- Developer: Avit
- Publisher: HAL Laboratory
- Platform: Microsoft Windows
- Release: JP: November 16, 1996;
- Genre: Puzzle game
- Mode: Single-player

= Eggerland Episode 0: Quest of Rara =

1996 video game

Eggerland Episode 0: Quest of Rara (エッガーランド - エピソード ０ - Quest of Rara, Eggārando Episōdo 0 - Quest of Rara) is a puzzle game released in 1996, developed by Avit and published by HAL Laboratory for Microsoft Windows. It is based on the Japanese Eggerland video game series. This game was the first of three Windows releases and is a demo, consisting of 30 stages, to show players what the full-version release of Eggerland for Windows 95 would be capable of when it was launched in December 1996 (it contained 194 stages). On June 15, 2000, the Windows 98 compatible version of Eggerland for Windows 95 was released under the name Revival! Eggerland.

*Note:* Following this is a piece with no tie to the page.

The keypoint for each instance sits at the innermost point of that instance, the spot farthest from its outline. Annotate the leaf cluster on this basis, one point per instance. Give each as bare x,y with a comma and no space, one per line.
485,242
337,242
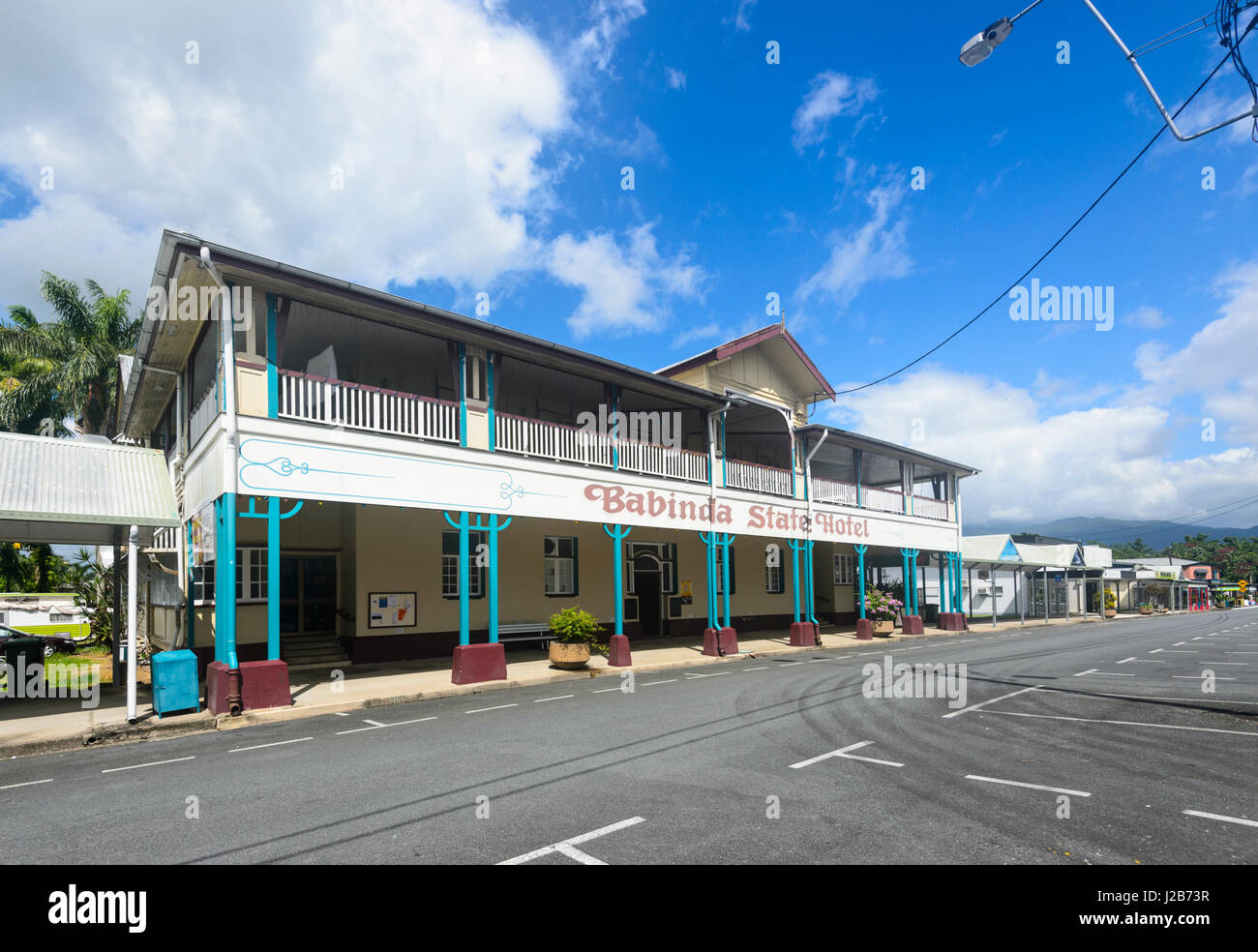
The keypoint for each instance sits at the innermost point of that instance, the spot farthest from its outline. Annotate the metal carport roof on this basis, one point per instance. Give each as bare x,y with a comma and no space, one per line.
79,491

It was later re-released again for Windows ME in November 2001.

==Game information==
This game features vastly improved graphics from the prior releases, most of which had been released on home consoles that offered inferior graphic capabilities when compared with most personal computers.

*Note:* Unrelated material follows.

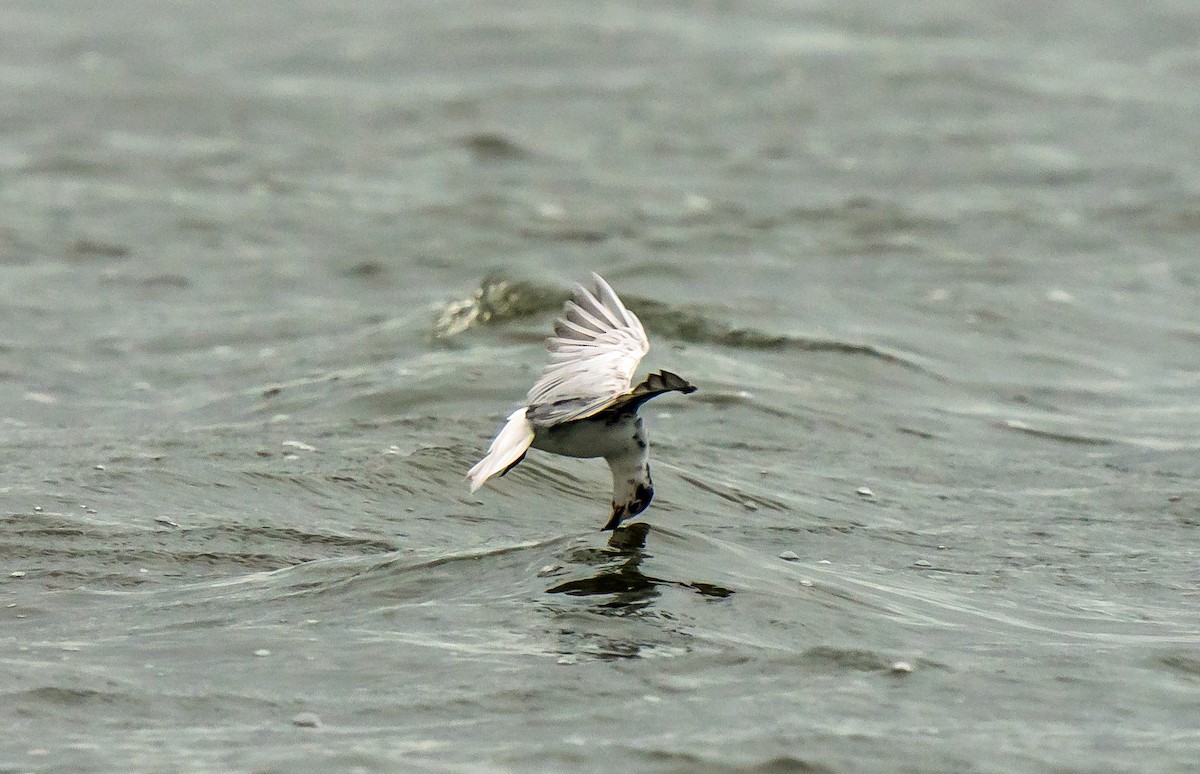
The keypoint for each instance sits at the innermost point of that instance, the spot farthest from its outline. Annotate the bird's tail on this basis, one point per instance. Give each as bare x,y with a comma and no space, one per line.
652,387
505,451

The game features a saved game instead of passwords, so players can simply pick up where they left off.

A new object called a Crystal Framer was added. This is a pushable block, like an Emerald Framer, which can block enemy movements and shots. In addition, Rara, or Lala as she is known outside Japan, can shoot a shot and it will be reflected clockwise or counter-clockwise (depending on the type of Crystal Framer). This allows Rara to put monsters such as Medusas or Don Medusas in eggs.

The developer Avit was composed of former Technos Japan Corp staff. They were closely associated with HAL.

==Construction mode==
The game allows players to create their own "Eggerland" maps with a level creation program known as "Construct Mode". All of the enemies and options that are available in the main game appear in Construction as well as the terrains (and accompanying music). Construction files are saved as Construct.txt which can consequently be emailed to friends and/or shared online, and this has become the norm among many Eggerland communities. The 1996 release of Eggerland for Windows 95 and the 2000–2001 release of Revival! Eggerland included more available terrains and music files, but all releases can load the same files (though Eggerland 0 would not display the new terrain objects from the other versions).

Additionally, players can rename CONSTRUCT.TXT to EGGLAND1.MAP (if using Eggerland for Windows 95/Revival! Eggerland) or EGGLAND0.MAP (for Episode 0). This allowed players to play their custom maps just as they would play the normal game. When they select New Game, the game loaded their custom map instead of the game's default file. Playing a custom map as a .MAP file as opposed to a .TXT file allowed players to save their progress whenever they wish and resume later (this is especially helpful for long and difficult maps). However, they wanted to rename the game's original file to something like EGGLAND1.ORIGINAL.MAP so as not to overwrite the file. They simply needed to revert this in order to play the original game again.